Viajaba mucho, siempre por trabajo, a sitios raros en momentos raros. Uno se hace de diferentes sangres, parece que a mí me tocó la suya en los pies. Y no sé si en esta historia estaba en China, Pakistán, India, Vietnam o cualquier país que, en aquel momento, estuviera en guerra y él quisiera llevarse antes unos cuantos pantalones y camisetas para vender en España.
La cuestión es que está en un aeropuerto y entran unos tipos con fusiles hablando en lo que sus madres les enseñaron, apuntando a lo muévete, si hay cojones. Pues el viejo echó mano al bolsillo, cogió su pasaporte, el mismo que tienes tú en un cajón por casa, se lo puso delante al primero que se le acercó y le gritó en la cara:
—Diplomatic! Diplomatic!
Obviamente, mi padre no era diplomático.
Quizá tendría un papel de la Cámara de Comercio o algo por el estilo, y ya. Pero tal vez aquella determinación desquiciada o el escudo de España, que con su corona y sus escaques heráldicos tiene su aquel, lo sacaron de allí.
El hombre, al final, sabía vender.
Desde hace unas semanas tengo conmigo un pasaporte de servicio. Es un pasaporte algo diferente donde el Rey «firma» (de aquella manera impresa en la que firman los reyes) que voy a ejercer un cargo en nombre de España fuera de España.
Esto no me convierte en diplomático, para eso hay que hacer una de las oposiciones más duras del Estado, pero, en todas las conversaciones de estos días, cuando se habla de los posibles incidentes que pueda tener al llegar a Israel, cruzar a Palestina y tal, la gente siempre me termina diciendo:
—Si pasa algo, enséñales el pasaporte y diles que eres diplomático.
Y yo me río, porque no puedo dejar de acordarme del viejo y de imaginarme los Rolls Royce blancos a los que le habría llevado tener este pasaporte negro en el bolsillo.
Últimamente la gente me promete que me van a pasar grandes historias, me prometen que me va a cambiar la vida; yo sólo te prometo ir contándote, de vez en cuando, lo que vaya viendo por ahí.
Hasta entonces,
¡Besitos, hoy, otra vez literalmente, volados!
P. D.: por cierto, hoy no ha funcionado esa suerte mía de no tener a nadie al lado en los vuelos. He escrito esto con los codos muy pegados a los costados, como un gorrión con frío.
Que se sepa.
P. D. 2: ¡por cierto, también!
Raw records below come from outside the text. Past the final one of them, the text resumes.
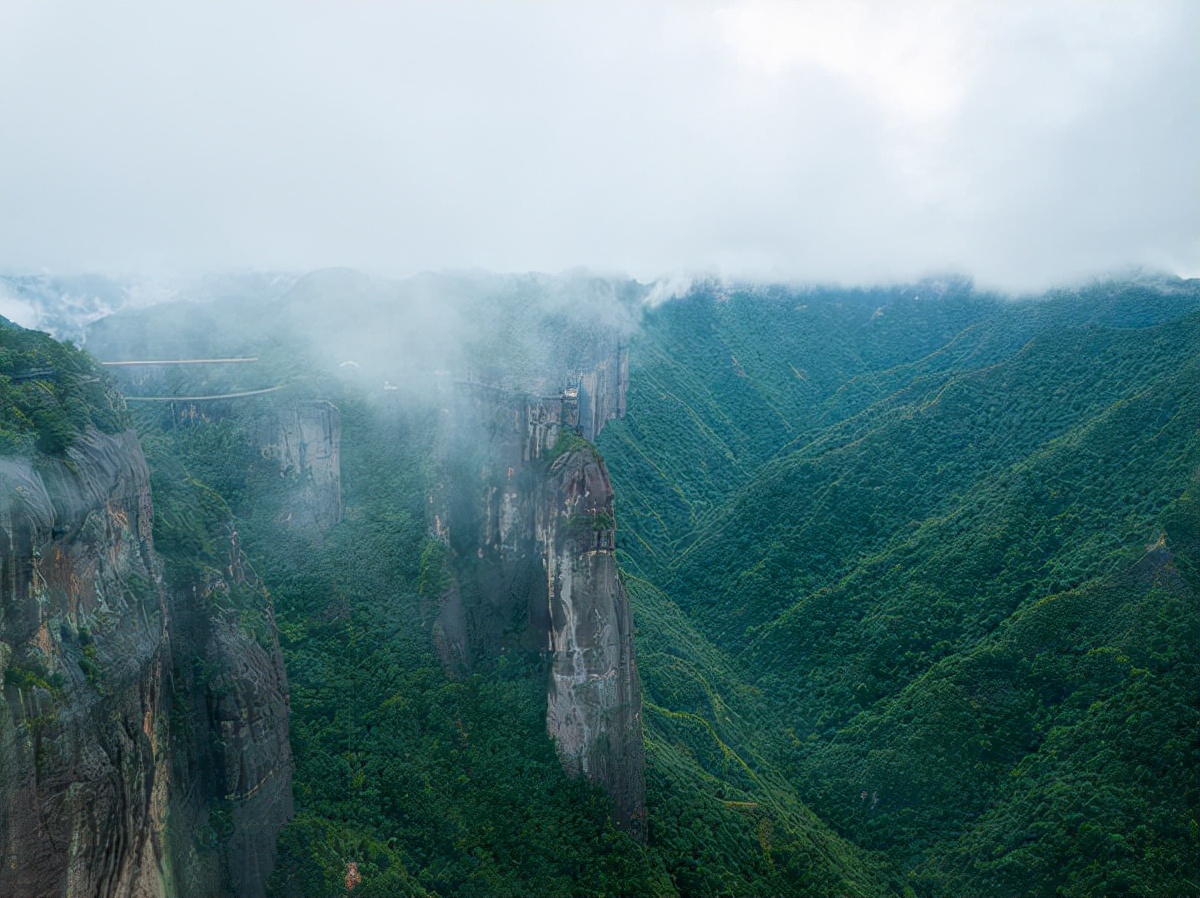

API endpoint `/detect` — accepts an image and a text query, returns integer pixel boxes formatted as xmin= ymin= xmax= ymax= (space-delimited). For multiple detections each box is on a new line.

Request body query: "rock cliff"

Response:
xmin=254 ymin=400 xmax=342 ymax=535
xmin=431 ymin=348 xmax=646 ymax=838
xmin=535 ymin=445 xmax=646 ymax=838
xmin=0 ymin=430 xmax=170 ymax=898
xmin=0 ymin=427 xmax=292 ymax=898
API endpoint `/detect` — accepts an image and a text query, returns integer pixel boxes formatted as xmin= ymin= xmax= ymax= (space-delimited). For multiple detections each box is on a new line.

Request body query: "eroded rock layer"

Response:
xmin=0 ymin=430 xmax=169 ymax=898
xmin=431 ymin=346 xmax=646 ymax=838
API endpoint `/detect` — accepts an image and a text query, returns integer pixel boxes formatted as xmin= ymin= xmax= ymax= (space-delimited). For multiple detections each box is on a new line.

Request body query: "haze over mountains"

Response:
xmin=0 ymin=269 xmax=1200 ymax=896
xmin=0 ymin=0 xmax=1200 ymax=898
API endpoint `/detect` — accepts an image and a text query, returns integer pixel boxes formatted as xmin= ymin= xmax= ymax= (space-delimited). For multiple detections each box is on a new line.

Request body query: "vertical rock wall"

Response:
xmin=256 ymin=400 xmax=342 ymax=534
xmin=0 ymin=430 xmax=292 ymax=898
xmin=431 ymin=347 xmax=646 ymax=838
xmin=0 ymin=431 xmax=169 ymax=898
xmin=536 ymin=447 xmax=646 ymax=838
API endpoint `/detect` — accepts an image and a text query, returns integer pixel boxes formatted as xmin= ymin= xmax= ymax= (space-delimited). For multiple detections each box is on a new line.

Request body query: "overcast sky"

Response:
xmin=0 ymin=0 xmax=1200 ymax=289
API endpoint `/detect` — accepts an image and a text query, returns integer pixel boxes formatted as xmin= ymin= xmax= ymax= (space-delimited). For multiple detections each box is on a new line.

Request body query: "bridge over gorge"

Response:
xmin=100 ymin=355 xmax=283 ymax=402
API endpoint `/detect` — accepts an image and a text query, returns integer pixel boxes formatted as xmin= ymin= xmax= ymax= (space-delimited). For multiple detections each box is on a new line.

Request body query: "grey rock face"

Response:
xmin=169 ymin=531 xmax=293 ymax=898
xmin=0 ymin=431 xmax=169 ymax=898
xmin=0 ymin=430 xmax=292 ymax=898
xmin=431 ymin=340 xmax=646 ymax=838
xmin=536 ymin=447 xmax=646 ymax=838
xmin=256 ymin=400 xmax=342 ymax=535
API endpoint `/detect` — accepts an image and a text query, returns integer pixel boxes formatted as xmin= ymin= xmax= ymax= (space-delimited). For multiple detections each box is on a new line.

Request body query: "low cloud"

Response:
xmin=0 ymin=0 xmax=1200 ymax=291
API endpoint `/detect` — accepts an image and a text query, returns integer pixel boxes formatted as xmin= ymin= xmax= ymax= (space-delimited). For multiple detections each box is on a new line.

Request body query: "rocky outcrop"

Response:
xmin=536 ymin=447 xmax=646 ymax=838
xmin=0 ymin=430 xmax=292 ymax=898
xmin=169 ymin=528 xmax=293 ymax=898
xmin=431 ymin=340 xmax=646 ymax=838
xmin=0 ymin=430 xmax=169 ymax=898
xmin=256 ymin=400 xmax=342 ymax=535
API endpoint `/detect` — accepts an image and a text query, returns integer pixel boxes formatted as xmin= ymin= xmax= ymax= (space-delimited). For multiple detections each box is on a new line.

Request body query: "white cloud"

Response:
xmin=0 ymin=0 xmax=1200 ymax=289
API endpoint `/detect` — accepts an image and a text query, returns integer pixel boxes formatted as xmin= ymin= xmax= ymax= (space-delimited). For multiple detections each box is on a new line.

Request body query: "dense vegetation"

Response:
xmin=0 ymin=318 xmax=128 ymax=455
xmin=93 ymin=273 xmax=1200 ymax=897
xmin=600 ymin=277 xmax=1200 ymax=896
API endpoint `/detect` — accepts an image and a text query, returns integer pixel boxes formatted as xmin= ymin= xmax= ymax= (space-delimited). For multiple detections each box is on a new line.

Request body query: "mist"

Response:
xmin=0 ymin=2 xmax=1200 ymax=294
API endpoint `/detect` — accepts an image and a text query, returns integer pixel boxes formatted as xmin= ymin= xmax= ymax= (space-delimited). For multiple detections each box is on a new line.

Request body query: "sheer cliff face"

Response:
xmin=0 ymin=430 xmax=290 ymax=898
xmin=0 ymin=431 xmax=169 ymax=898
xmin=431 ymin=348 xmax=646 ymax=837
xmin=536 ymin=447 xmax=646 ymax=837
xmin=256 ymin=400 xmax=342 ymax=537
xmin=169 ymin=529 xmax=293 ymax=898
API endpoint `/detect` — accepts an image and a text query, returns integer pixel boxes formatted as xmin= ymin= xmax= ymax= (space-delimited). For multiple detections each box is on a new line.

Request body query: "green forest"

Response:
xmin=65 ymin=281 xmax=1200 ymax=898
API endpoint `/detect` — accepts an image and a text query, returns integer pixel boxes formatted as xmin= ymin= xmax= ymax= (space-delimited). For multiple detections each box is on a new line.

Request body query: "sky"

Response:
xmin=0 ymin=0 xmax=1200 ymax=292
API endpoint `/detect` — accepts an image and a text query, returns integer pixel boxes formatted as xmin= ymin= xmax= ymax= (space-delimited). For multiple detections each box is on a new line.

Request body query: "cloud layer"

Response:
xmin=0 ymin=0 xmax=1200 ymax=289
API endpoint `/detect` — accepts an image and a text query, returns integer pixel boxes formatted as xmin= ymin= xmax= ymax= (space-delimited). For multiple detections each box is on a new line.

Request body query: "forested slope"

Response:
xmin=600 ymin=282 xmax=1200 ymax=896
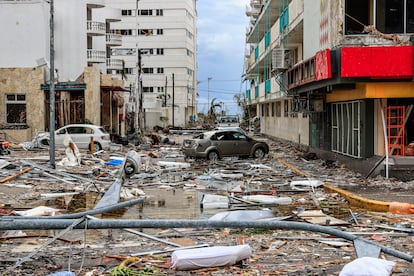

Hemos llegado a los primeros cien suscriptores de Miradero 🎉🎊
Gracias a todos los que han difundido por ahí la palabra mirandera ❤️
Y a ti, que no lo has hecho, gracias también por estar ahí y aguantar el aluvión de correos que te mando a la semana, que tampoco es poca cosa.
Es menos, pero no poco.
O sea, si compartieras esto, estaría mejor, porque al llegar a los doscientos vamos a hacer una fiesta bastante guay, con cócteles con sombrillitas, collarses de flores y tal 🙄
Yo te dejo otra vez el botón, por si se te ha antojado un cóctel de esos y un bailecito:
Enhorabuena Mirandero 👏🏼👏🏼👏🏼 si has llegado a los 100 y te siguen leyendo, no sé dime tú, ¿porque es?, yo lo tengo claro.
Qué precioso recuerdo, eres muy afortunado. Y también lo eres por tener a tu disposición la memoria del otro Dominguez, para traerte otras muchas anécdotas de vuestro padre. Yo, en un ejercicio de defensa, he bloqueado todos mis recuerdos antes de los 8 y no he conseguido recuperarlos de ningún modo. Así que me parecen un regalo preciado y valioso. Disfrutad ambos de ellos, son una maravilla. Que tengas feliz y buen viaje lleno de aventuras. Aquí las espero, con los ojos bien abiertos.